How to verify a file copy is reflink/CoW?

Good question. Looks like there aren't currently any easy high-level ways to tell.

One problem is that a file may only share part of the data via Copy-on-Write. This is called a physical extent, and some or all of the physical extents may be shared between CoW files.

There is nothing analogous to an inode which, when compared between files, would tell you that the files share the same physical extents. (Edit: see my other answer).

The low level answer is that you can ask the kernel which physical extents are used for the file using the FS_IOC_FIEMAP ioctl, which is documented in Documentation/filesystems/fiemap.txt. In principle, if all of the physical extents are the same, then the file must be sharing the same underlying storage.

Few things implement a way to look at this information at a higher level. I found some go code here. Apparently the filefrag utility is supposed to show the extents with -v. In addition, btrfs-debug-tree shows this information.

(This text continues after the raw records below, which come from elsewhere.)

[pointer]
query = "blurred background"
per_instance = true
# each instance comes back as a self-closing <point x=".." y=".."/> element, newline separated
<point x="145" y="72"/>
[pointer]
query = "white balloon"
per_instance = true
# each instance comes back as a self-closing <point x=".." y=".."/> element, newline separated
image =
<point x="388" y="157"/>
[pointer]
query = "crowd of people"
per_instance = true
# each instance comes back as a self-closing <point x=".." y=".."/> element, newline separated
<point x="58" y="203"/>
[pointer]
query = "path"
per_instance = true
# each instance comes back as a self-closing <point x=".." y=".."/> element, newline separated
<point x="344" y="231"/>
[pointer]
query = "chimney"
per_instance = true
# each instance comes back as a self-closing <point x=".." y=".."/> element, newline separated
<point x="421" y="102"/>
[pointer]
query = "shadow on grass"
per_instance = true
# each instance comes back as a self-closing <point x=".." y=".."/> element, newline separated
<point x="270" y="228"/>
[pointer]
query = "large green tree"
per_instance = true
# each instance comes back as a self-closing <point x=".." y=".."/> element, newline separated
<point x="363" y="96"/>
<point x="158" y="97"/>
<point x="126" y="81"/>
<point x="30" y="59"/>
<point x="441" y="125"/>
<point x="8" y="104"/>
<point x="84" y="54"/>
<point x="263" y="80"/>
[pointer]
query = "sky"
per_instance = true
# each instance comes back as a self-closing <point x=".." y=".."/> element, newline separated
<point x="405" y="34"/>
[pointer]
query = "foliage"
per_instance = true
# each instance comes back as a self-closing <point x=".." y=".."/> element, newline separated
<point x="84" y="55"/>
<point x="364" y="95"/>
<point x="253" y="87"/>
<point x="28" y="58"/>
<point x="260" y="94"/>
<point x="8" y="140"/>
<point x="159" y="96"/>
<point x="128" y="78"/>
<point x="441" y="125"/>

I would exercise caution however, since these things may have had little use in the wild for this purpose, you could find bugs giving you wrong answers, so beware relying on this data for deciding on operations which could cause data corruption.

Some related questions:

  • How to find out if a file on btrfs is copy-on-write?
  • How to find data copies of a given file in Btrfs filesystem?

Further to my previous answer, I have just released fienode which computes a SHA1 hash of the physical extents of the file and can be used to find some (identical) reflink copies. Beware though, there are caveats (see the documentation). BTRFS decided to change some, but not all, of the physical extents of a refink copy I made without provocation or warning, causing the value to change.